La doppia scossa di terremoto di mercoledì 24 giugno in Venezuela - il più devastante dal 1900 in un Paese già prostrato da una grave crisi economica e da instabilità politica - delinea ogni ora di più i contorni di catastrofe, con la devastazione quasi totale di una intera cittadina, La Guaira, nell’omonimo Stato, il più colpito, affacciato sul Mar dei Caraibi, a pochi chilometri dalla capitale Caracas, anch’essa drammaticamente colpita. In tutta l’area, le strade sono ormai abitate solo da cumuli di macerie sotto le quali, è ormai quasi certezza, sono sepolte ancora migliaia di persone.
Continuano le scosse
La terra in queste ore non ha mai smesso di tremare, una nuova scossa, di 4,8, è stata registrata ieri pomeriggio con epicentro in mare a circa 10 chilometri di profondità. E il tempo che scorre lascia sempre più spazio all’impossibilità di ritrovare superstiti, nonostante il salvataggio di un undicenne avvenuto a 72 ore dal sisma. Sono i soccorritori però ad essere ormai pessimisti sulla possibilità di trovare persone in vita.
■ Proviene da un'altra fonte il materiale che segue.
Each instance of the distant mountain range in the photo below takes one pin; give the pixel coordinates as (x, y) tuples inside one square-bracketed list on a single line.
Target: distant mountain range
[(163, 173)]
Le cifre della devastazione
Gli aiuti umanitari internazionali continuano ad affluire, mentre dai cittadini arrivano le denunce di mancanza di supporto nelle operazioni di soccorso da parte del governo. Gli ospedali sono al collasso, si calcolano in oltre 6,7 milioni le persone che necessitano di assistenza immediata, acqua potabile, farmaci, alloggi e cure mediche. La stima dei danni avrebbe raggiunto i 6,7 miliardi di dollari, il che segna circa il 6 per cento del Pil del Paese. La presidente ad interim Delcy Rodriguez ha dichiarato che sono 24 i Paesi che hanno inviato aiuti, mentre circa tremila soccorritori hanno raggiunto le squadre di aiuto venezuelane.